Internal Representation of Hakaru terms

The Hakaru AST can be found defined in haskell/Language/Hakaru/Syntax/AST.hs. It is made up of several parts which this section and the next one will explain.

We should note, this datatype makes use of Abstract Binding Trees which we discuss in more detail in the next section. ABTs can be understood as a way to abstract the use of variables in the AST. The advantage of this is it allows all variable substitution and manipulation logic to live in one place and not be specific to a particular AST.

Datakind

The AST is typed using the Hakaru kind, defined in haskell/Language/Types/DataKind.hs. All Hakaru types are defined in terms of the primitives in this datakind.

-- | The universe\/kind of Hakaru types.
data Hakaru
    = HNat -- ^ The natural numbers; aka, the non-negative integers.

    -- | The integers.
    | HInt

    -- | Non-negative real numbers. Unlike what you might expect,
    -- this is /not/ restructed to the @[0,1]@ interval!
    | HProb

    -- | The affinely extended real number line. That is, the real
    -- numbers extended with positive and negative infinities.
    | HReal

    -- | The measure monad
    | HMeasure !Hakaru

    -- | The built-in type for uniform arrays.
    | HArray !Hakaru

    -- | The type of Hakaru functions.
    | !Hakaru :-> !Hakaru

    -- | A user-defined polynomial datatype. Each such type is
    -- specified by a \"tag\" (the @HakaruCon@) which names the type, and a sum-of-product representation of the type itself.
    | HData !HakaruCon [[HakaruFun]]

Please read Datakind.hs for more details.

Term

The Term datatype includes all the syntactic constructions for the Hakaru language. For all those where we know the number of arguments we expect that language construct to get, we define the (:$) constructor, which takes SCons and SArgs datatypes as arguments.
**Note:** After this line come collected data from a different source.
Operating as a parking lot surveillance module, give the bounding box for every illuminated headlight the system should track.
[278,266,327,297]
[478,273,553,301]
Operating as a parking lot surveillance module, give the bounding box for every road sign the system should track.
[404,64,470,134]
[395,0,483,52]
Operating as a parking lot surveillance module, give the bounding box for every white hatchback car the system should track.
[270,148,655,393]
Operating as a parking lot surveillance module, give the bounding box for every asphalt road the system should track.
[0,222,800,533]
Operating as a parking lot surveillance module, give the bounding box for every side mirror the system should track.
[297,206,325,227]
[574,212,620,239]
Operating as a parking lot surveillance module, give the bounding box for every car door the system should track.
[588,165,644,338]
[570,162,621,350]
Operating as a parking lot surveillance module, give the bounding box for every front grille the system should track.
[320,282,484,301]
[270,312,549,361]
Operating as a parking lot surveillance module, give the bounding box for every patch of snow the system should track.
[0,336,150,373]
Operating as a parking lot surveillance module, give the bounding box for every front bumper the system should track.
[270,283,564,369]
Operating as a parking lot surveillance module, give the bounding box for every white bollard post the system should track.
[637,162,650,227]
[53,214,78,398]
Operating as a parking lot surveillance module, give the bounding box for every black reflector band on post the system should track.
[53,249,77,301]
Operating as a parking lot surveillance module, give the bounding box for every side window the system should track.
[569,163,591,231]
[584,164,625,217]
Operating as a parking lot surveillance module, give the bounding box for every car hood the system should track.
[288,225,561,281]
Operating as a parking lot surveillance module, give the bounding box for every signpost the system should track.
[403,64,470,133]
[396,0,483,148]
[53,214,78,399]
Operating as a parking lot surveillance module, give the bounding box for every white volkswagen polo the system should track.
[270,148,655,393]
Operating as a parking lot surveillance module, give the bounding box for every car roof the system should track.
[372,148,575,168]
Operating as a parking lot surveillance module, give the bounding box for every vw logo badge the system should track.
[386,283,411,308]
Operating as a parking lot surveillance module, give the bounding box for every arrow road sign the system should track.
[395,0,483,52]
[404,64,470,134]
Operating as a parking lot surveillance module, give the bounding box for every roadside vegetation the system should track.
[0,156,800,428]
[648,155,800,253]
-- | The generating functor for Hakaru ASTs. This type is given in
-- open-recursive form, where the first type argument gives the
-- recursive form. The recursive form @abt@ does not have exactly
-- the same kind as @Term abt@ because every 'Term' represents a
-- locally-closed term whereas the underlying @abt@ may bind some
-- variables.
data Term :: ([Hakaru] -> Hakaru -> *) -> Hakaru -> * where
    -- Simple syntactic forms (i.e., generalized quantifiers)
    (:$) :: !(SCon args a) -> !(SArgs abt args) -> Term abt a

    -- N-ary operators
    NaryOp_ :: !(NaryOp a) -> !(Seq (abt '[] a)) -> Term abt a

    -- Literal\/Constant values
    Literal_ :: !(Literal a) -> Term abt a

    Empty_ :: !(Sing ('HArray a)) -> Term abt ('HArray a)
    Array_
        :: !(abt '[] 'HNat)
        -> !(abt '[ 'HNat ] a)
        -> Term abt ('HArray a)

    -- -- User-defined data types
    -- A data constructor applied to some expressions. N.B., this
    -- definition only accounts for data constructors which are
    -- fully saturated. Unsaturated constructors will need to be
    -- eta-expanded.
    Datum_ :: !(Datum (abt '[]) (HData' t)) -> Term abt (HData' t)

    -- Generic case-analysis (via ABTs and Structural Focalization).
    Case_ :: !(abt '[] a) -> [Branch a abt b] -> Term abt b

    -- Linear combinations of measures.
    Superpose_
        :: L.NonEmpty (abt '[] 'HProb, abt '[] ('HMeasure a))
        -> Term abt ('HMeasure a)

    Reject_ :: !(Sing ('HMeasure a)) -> Term abt ('HMeasure a)

SCons and SArgs

When using (:$) we have a way to describe primitives where we know the number of arguments they should get. In that regard, SArgs is a typed list of abt terms indexed by its size.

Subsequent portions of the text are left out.